If you ask your friends whether or not it is raining in Seattle right now, and you can assume that each independently lies with some probability, the probability that it is actually raining depends on the prior probability of rain in Seattle, as this simulation shows.
- Consistency: the friends all share the same truth, i.e. it is not possible for one friend to say that it is raining and be telling the truth, and for another friend to say that it is not raining and also be telling the truth (in a more realistic situation, it is possible that not all parts of Seattle receive rain, which could violate this assumption)
- Definitive prior: you know before calling any of your friends that there is some probability that it is raining (i.e. based on weather forcasts) and you know the true value of this probability
- Independence of answers: each friend will lie or tell the truth independent of the actions of all other friends (i.e. no collusion to lie or tell the truth to you)
The probability that one friend says that it is raining can be obtained with minimal computation if the probability that it is raining is known, and therefore the probability that all friends say that it is raining.
In order to get the probability that it is raining given that all friends said that it was, Bayes' Rule can be used:
P(rain | all yes) = P(all yes | rain) * P(rain) / P(all yes)
The value P(all yes | rain) does not depend on the prior probability of rain, but P(rain) is itself the prior probability of rain and P(all yes) depends on this prior.
If the number of friends is n, and each friend lies with probability P(lie) and tells the truth with probability (1 - P(lie))
P(all yes) = P(rain) * ( (1 - P(lie)) )^n + (1 - P(rain)) * ( P(lie) )^n
P(all yes | rain) = (1 - P(lie))^n
Some interesting observation(s):
- If the probability of friends lying is 0.5, then mathematically the probability of rain will always be the same as the prior regardless of the number of friends.
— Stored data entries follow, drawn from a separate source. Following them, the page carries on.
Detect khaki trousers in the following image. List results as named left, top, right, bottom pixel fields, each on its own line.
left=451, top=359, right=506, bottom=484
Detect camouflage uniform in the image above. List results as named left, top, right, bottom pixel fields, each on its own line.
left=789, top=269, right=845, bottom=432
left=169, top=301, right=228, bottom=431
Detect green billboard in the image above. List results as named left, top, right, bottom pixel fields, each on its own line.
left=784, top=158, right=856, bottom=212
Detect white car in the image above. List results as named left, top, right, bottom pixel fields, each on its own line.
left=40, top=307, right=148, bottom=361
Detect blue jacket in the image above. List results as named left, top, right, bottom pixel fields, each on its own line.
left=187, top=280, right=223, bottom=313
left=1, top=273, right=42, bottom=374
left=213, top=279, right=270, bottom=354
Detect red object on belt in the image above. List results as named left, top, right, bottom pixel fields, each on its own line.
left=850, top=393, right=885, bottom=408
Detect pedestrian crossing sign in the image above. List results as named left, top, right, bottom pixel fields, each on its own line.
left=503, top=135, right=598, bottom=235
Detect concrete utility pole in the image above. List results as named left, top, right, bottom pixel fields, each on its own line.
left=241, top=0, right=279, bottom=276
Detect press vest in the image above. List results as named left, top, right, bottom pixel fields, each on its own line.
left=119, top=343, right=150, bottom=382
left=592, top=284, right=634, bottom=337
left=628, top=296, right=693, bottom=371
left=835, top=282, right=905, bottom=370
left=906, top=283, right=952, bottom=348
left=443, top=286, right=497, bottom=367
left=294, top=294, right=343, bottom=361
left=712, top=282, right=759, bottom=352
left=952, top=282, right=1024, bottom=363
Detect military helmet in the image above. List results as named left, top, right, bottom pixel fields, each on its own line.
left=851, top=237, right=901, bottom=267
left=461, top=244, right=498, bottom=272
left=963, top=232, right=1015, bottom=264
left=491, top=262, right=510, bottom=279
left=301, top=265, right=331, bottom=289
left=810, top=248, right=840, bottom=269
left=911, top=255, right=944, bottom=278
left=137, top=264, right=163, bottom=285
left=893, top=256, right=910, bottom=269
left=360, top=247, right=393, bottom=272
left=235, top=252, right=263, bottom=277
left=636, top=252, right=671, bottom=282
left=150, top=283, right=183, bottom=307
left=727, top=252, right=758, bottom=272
This makes sense because the response of a friend conveys no information if the response is equally likely to be true or false.
- If the probability of friends lying is above 0.5, the posterior probability of rain decreases (often dramatically depending on the number of friends and how high the probability of lying is) given that all friends said yes.
In addition to an analytic solution (which can be run with "python seattlerain.py [options] -a"), the module contains code to simulate the problem. It does so by picking whether or not rain occurred according to the prior, then picking whether each friend lies or does not lie. Out of the times when all friends say it is raining, the fraction of times when it is actually raining gives an approximation the posterior probability of rain.
Known difficult case(s):
- When num_friends is large: because the probability that all friends will say that it is raining decays exponentially in the number of friends (when the probability of lying is non-zero), it is possible that there will not be a single iteration where all friends said yes. Possible solutions include increasing the number of iterations, decreasing the number of friends, or using the analytic solution.
- When prob_lie and prior are both zero: it is impossible for any (let alone all) friends to say that it is raining. Thus the simulation fails in this case. The analytic solution is not defined in this case either.